The basic recipe calls for wheat flour or whole-wheat flour, water, olive oil, yeast, and salt. Sure, that might be the recipe for any white bread in your cookbook; actually, there are dozens of variations for this recipe.
My recipe calls for powdered milk, vinegar, and a few spoonful’s of sugar, making the bread a bit more flavorful and sharper; it just has a warmer personality.
Let’s take a closer look at the ingredients.
What goes into my Homemade Ciabatta?
Premium-quality flour is essential to make a good ciabatta. Whether it’s whole-wheat or regular, you want the best you can get. Look for Premium, or Gold, written somewhere on the package.
Baker’s yeast, salt, butter, these are your regular bread ingredients. Just make sure you don’t skip any.
Milk powder is more of a unique ingredient. We’re basically making a ciabatta al latte since our recipe calls for milk. The result is simply rounder. Powdered milk will add all the texture and flavors of milk, without watering down the batter.
What you’ll need
For this recipe, you’ll need a big enough mixing bowl where the dough will rest and rise multiple times.
You’ll need a well-floured surface (make sure you’ve got enough space!) and a baking pan; we’ll be working on batches. A good old wooden spoon will do the rest.
Pro tips
- No kneading is required for these soft and spongy loaves of bread. The dough needs to rise three times to have these large holes characteristic for ciabatta rolls.
- It is baked on a hot pan, so the bottom side is crusty too.
- Tear open your ciabatta and give yourself a tap on the back for the lovely holes in the bread.
You’re ready for some great panini, pastrami sandwiches, and homemade cream cheese ciabatta spread.
PrintHomemade Ciabatta Bread
No kneading is required for these soft and spongy loaves of bread. The dough needs to rise three times to have these large holes characteristic for ciabatta rolls.
Ingredients
- 4 cups of lukewarm water
- 2 tablespoons salt
- 2 tablespoons sugar
- 1.5 oz fresh yeast
- 1 tablespoon vinegar
- 1/2 cup milk powder
- 3 tablespoons butter
- 7 cups of flour + additional 1-2 cups for dusting your work surface
Instructions
- Dissolve yeast in 1/2 cup of water and 1 teaspoon sugar. Let this mixture stand until the yeast starts to foam.
- In a separate bowl add water, salt, sugar, milk powder, butter cut into pieces, and vinegar. Once mixed, add the prepared yeast mixture.
- Gradually add flour, mixing gently with a wooden spoon just to combine. The dough will be sticky but do not knead as you usually would when making breads. Just cover and leave it to rise.

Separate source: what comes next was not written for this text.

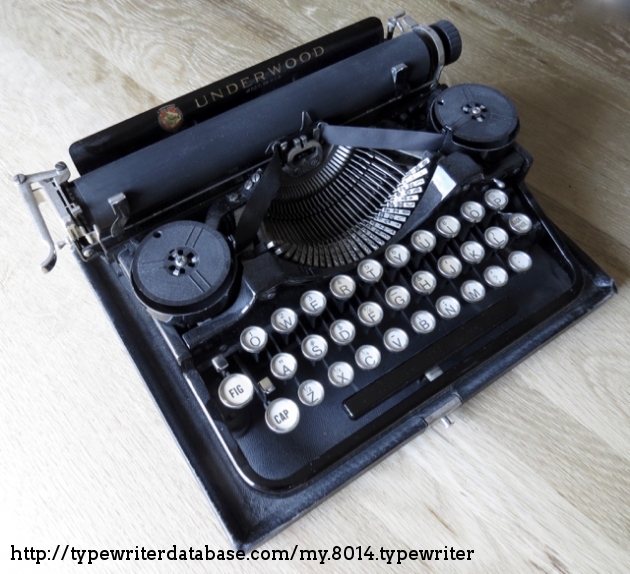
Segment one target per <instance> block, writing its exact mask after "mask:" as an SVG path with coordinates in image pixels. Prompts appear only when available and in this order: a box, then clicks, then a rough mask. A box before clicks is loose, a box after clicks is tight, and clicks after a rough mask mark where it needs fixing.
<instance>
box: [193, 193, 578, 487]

- After first rise, mix again with a wooden spoon and let rise again. Repeat one more time.
- After the final rise, transfer the dough to a well-floured surface and form a smoother dough that you can cut into pieces.
- Form a little ball out of each piece; still do not over-knead.
- At this point turn on the oven to 450F and put your baking pan in the oven to warm it up.
- Once the oven reaches 450F and the pan is hot, the ciabatta doughs are ready to go into oven. This is done in batches.
- With your hands stretch each just a bit and place on the hot pan. Bake for 10-12 minutes.
- Repeat until all are done!
Notes
Season the dough with a pinch or two of Marjoram to create a Rome-style Ciabatta. Or sprinkle them with black sesame seeds.